Take Back the Court included all cases that federal judges and Supreme Court justices voted on this year that concerned litigants “seeking freedom to vote, ballot access, or lowered signature requirements,” the group said. The group used nine different litigation-tracking databases to identify the cases. Overall, it counted 309 votes by judges in 175 decisions.

The study included a decision in Ohio last week, in which a Trump-appointed federal judge and one appointed by former President George W. Bush determined that it was reasonable to limit ballot drop boxes to one site per Ohio county.

It also included a Supreme Court decision in April, in which the court’s five conservative justices voted against expanding Wisconsin’s window for receiving mail-in ballots in light of the COVID-19 pandemic.

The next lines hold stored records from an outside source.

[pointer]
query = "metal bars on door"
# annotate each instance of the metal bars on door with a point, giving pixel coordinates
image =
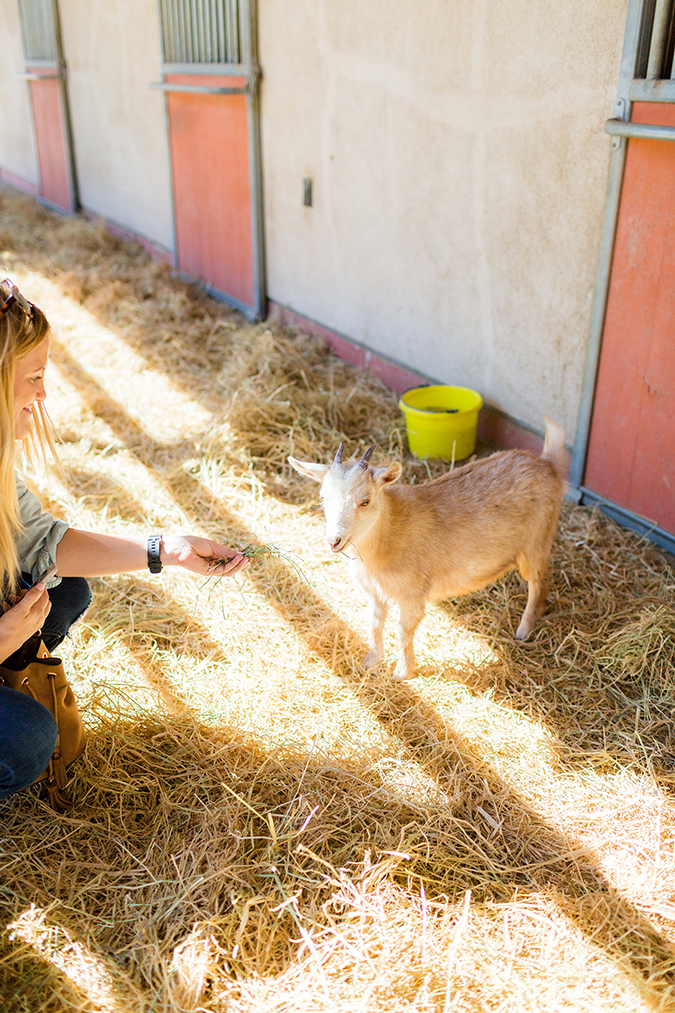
(39, 31)
(46, 74)
(201, 31)
(211, 80)
(624, 449)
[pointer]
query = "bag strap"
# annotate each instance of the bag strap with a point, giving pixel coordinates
(56, 778)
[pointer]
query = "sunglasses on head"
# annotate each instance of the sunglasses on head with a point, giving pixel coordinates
(14, 297)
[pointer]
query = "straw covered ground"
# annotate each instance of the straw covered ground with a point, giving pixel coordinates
(259, 825)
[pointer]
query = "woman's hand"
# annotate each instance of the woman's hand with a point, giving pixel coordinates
(22, 616)
(202, 555)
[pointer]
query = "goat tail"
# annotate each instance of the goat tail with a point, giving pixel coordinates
(554, 448)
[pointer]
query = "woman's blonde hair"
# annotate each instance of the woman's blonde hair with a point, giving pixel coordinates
(20, 331)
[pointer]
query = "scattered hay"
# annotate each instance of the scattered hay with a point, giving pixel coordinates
(259, 824)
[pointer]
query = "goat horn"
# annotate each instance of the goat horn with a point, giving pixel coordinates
(363, 463)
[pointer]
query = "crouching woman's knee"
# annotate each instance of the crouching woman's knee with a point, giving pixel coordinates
(27, 739)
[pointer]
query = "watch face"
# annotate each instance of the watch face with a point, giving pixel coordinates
(154, 558)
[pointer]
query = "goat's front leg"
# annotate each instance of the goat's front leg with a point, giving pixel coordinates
(537, 592)
(377, 613)
(411, 614)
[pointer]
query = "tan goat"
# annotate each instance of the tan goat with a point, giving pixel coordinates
(413, 544)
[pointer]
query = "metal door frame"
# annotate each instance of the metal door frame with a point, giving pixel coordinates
(646, 40)
(248, 68)
(50, 67)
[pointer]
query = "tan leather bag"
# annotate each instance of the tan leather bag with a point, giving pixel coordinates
(33, 672)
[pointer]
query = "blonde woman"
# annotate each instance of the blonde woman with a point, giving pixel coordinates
(45, 561)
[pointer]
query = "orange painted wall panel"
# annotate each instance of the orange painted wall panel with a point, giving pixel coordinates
(631, 448)
(51, 140)
(209, 137)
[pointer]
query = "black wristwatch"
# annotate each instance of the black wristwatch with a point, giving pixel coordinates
(154, 553)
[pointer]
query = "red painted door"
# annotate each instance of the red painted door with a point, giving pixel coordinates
(212, 183)
(631, 448)
(51, 137)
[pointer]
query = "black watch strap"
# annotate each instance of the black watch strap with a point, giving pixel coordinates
(154, 550)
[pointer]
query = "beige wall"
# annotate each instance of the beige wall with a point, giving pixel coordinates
(113, 52)
(18, 155)
(459, 168)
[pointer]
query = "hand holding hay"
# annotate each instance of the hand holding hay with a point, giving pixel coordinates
(203, 555)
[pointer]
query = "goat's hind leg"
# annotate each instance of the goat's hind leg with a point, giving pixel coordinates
(411, 615)
(377, 609)
(538, 582)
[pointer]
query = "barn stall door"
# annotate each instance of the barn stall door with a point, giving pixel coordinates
(629, 453)
(46, 74)
(210, 75)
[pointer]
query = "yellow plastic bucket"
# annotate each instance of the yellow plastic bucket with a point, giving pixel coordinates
(441, 420)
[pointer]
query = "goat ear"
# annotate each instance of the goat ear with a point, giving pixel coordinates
(384, 476)
(314, 471)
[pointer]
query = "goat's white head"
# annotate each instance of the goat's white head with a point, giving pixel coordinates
(350, 494)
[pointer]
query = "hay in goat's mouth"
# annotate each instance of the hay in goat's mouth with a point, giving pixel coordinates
(260, 825)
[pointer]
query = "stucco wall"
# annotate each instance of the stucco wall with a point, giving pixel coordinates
(18, 155)
(459, 169)
(113, 52)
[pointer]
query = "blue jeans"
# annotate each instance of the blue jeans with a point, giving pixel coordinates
(27, 730)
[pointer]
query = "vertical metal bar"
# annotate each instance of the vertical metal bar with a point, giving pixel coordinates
(230, 31)
(65, 105)
(202, 36)
(175, 30)
(222, 37)
(248, 24)
(182, 32)
(163, 26)
(215, 34)
(629, 61)
(190, 33)
(239, 14)
(206, 41)
(659, 40)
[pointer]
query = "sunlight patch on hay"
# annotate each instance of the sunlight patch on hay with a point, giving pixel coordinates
(58, 946)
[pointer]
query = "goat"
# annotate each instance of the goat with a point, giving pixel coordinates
(448, 537)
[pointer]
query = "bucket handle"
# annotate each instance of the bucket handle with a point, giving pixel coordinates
(436, 411)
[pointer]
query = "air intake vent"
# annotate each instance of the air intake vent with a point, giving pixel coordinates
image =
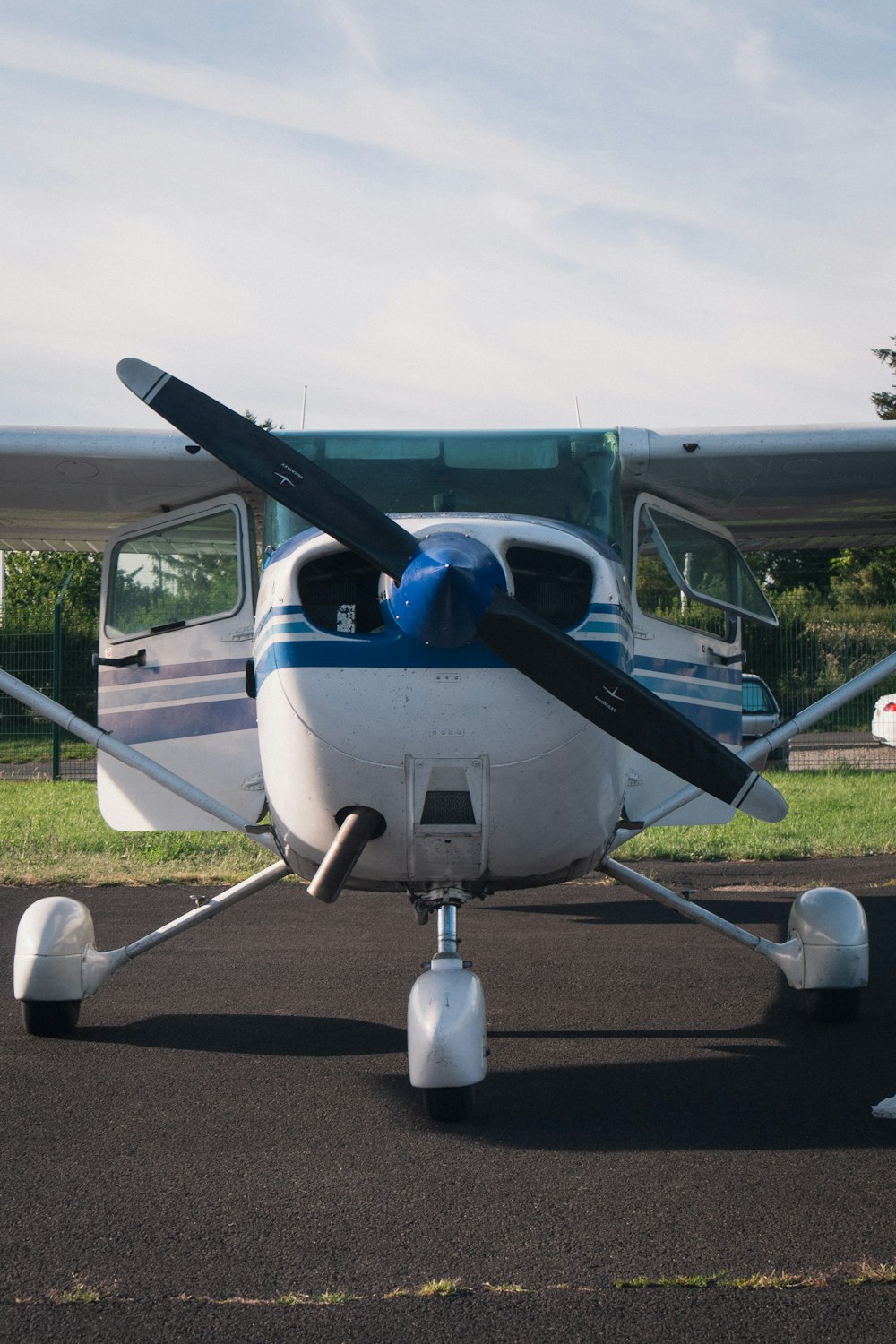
(554, 585)
(447, 808)
(339, 593)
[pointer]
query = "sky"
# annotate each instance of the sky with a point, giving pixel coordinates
(449, 215)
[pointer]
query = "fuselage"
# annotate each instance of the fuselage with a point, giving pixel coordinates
(484, 779)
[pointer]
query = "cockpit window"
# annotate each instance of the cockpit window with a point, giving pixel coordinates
(571, 478)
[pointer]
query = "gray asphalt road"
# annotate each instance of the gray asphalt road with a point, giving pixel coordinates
(231, 1125)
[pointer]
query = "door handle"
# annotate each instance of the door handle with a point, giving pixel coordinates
(137, 659)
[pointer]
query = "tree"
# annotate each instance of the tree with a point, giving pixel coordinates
(32, 585)
(885, 402)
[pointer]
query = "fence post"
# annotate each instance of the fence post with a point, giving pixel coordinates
(56, 667)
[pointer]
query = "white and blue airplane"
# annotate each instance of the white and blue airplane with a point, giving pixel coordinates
(452, 676)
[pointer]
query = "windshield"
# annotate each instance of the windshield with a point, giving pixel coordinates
(573, 478)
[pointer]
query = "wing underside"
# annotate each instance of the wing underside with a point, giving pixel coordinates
(775, 487)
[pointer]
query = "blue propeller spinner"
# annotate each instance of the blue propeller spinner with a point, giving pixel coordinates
(445, 590)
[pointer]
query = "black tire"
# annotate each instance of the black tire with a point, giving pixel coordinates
(449, 1104)
(831, 1004)
(54, 1018)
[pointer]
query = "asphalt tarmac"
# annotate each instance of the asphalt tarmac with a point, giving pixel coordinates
(230, 1132)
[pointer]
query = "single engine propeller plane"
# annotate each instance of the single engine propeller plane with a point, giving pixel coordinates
(450, 679)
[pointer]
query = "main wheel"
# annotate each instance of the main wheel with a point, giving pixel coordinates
(831, 1004)
(50, 1018)
(449, 1104)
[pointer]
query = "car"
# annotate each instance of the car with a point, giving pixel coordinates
(762, 714)
(883, 723)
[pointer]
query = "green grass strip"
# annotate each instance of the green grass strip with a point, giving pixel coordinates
(53, 833)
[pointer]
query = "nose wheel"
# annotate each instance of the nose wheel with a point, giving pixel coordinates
(446, 1019)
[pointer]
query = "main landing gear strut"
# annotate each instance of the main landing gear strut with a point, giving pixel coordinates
(446, 1018)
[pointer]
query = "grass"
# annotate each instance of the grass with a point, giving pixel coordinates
(833, 814)
(53, 833)
(853, 1274)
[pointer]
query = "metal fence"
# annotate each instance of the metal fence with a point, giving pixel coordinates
(810, 655)
(801, 661)
(32, 747)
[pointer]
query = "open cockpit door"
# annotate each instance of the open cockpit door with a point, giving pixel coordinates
(691, 590)
(175, 633)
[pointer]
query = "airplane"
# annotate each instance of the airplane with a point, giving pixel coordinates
(449, 677)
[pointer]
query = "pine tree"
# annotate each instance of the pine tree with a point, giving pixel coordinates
(885, 402)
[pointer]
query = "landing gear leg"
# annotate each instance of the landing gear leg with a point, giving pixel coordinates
(446, 1019)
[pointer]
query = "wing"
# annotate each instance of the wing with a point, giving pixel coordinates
(72, 488)
(806, 487)
(772, 487)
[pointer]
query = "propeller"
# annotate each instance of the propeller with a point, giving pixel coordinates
(449, 589)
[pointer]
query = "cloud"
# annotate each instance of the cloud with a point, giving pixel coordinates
(462, 222)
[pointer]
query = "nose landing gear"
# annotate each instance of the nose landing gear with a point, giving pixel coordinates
(446, 1018)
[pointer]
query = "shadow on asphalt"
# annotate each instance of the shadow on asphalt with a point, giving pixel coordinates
(253, 1034)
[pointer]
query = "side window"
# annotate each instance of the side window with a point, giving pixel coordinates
(694, 575)
(163, 580)
(659, 594)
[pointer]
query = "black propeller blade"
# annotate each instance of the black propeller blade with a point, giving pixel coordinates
(563, 667)
(273, 467)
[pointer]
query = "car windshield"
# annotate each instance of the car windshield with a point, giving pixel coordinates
(573, 478)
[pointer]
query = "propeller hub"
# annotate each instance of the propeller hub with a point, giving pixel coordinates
(445, 590)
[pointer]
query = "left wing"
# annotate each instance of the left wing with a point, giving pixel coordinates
(72, 488)
(775, 488)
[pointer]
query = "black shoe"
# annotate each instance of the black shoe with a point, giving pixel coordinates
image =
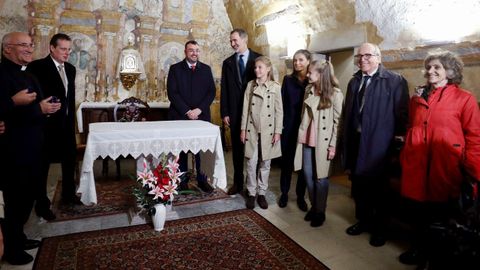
(48, 215)
(302, 205)
(377, 240)
(250, 202)
(183, 186)
(31, 244)
(412, 257)
(356, 229)
(234, 190)
(282, 203)
(205, 187)
(18, 259)
(309, 216)
(262, 202)
(71, 200)
(317, 220)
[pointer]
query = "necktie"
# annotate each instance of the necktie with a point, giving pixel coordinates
(361, 92)
(241, 65)
(62, 75)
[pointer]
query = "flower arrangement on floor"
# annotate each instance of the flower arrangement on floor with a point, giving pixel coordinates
(157, 184)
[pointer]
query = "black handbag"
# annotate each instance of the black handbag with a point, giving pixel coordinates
(456, 244)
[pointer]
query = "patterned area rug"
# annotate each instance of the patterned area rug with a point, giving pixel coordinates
(115, 197)
(239, 239)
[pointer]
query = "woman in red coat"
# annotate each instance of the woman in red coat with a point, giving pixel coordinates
(443, 140)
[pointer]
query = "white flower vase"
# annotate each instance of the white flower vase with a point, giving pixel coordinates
(159, 217)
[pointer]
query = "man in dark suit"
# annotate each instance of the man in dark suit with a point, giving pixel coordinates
(375, 114)
(191, 91)
(22, 109)
(57, 78)
(237, 71)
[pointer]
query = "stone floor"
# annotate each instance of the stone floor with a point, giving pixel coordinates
(329, 243)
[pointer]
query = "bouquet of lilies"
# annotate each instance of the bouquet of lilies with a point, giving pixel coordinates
(157, 184)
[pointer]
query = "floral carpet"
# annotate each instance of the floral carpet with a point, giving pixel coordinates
(240, 239)
(115, 197)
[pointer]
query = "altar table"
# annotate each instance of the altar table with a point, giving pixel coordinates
(114, 139)
(109, 106)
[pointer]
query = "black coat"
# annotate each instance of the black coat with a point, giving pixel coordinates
(189, 89)
(60, 126)
(233, 87)
(385, 115)
(293, 92)
(21, 143)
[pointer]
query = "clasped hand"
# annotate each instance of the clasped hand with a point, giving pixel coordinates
(49, 108)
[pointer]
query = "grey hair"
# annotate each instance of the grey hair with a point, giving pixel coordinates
(450, 62)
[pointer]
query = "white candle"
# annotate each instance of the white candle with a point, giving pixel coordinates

If confirmed, Judge Amy Coney Barrett will become President Donald Trump's third Supreme Court appointee in four years.
If confirmed, Judge Amy Coney Barrett will become President Donald Trump's third Supreme Court appointee in four years.
Leah Millis / Reuters

The study comes on the heels of confirmation hearings for Trump’s Supreme Court nominee Judge Amy Coney Barrett, in which she refused to say whether voting discrimination exists in the U.S. and sparred with Democratic senators who questioned her commitment to upholding voting access.

Since the death of liberal Justice Ruth Bader Ginsburg last month, which gave Trump the chance to rush through a new nominee before the Nov. 3 election, there’s been talk among progressive Democrats of expanding the size of the Supreme Court, a practice that’s been referred to as “court packing.”

Take Back the Court’s position is that “the Supreme Court has broken democracy by allowing hyper-partisan gerrymandering, dismantling the Voting Rights Act, and enabling unlimited dark money to flood our politics. Because the Roberts majority will not allow Congress to enact new laws to restore democracy, the Court must be expanded if the system is to be un-rigged.”

Democratic presidential nominee Joe Biden has dodged questions about whether he supports that idea but said at his town-hall-style event Thursday that he would offer a clear position on expanding the court before Election Day.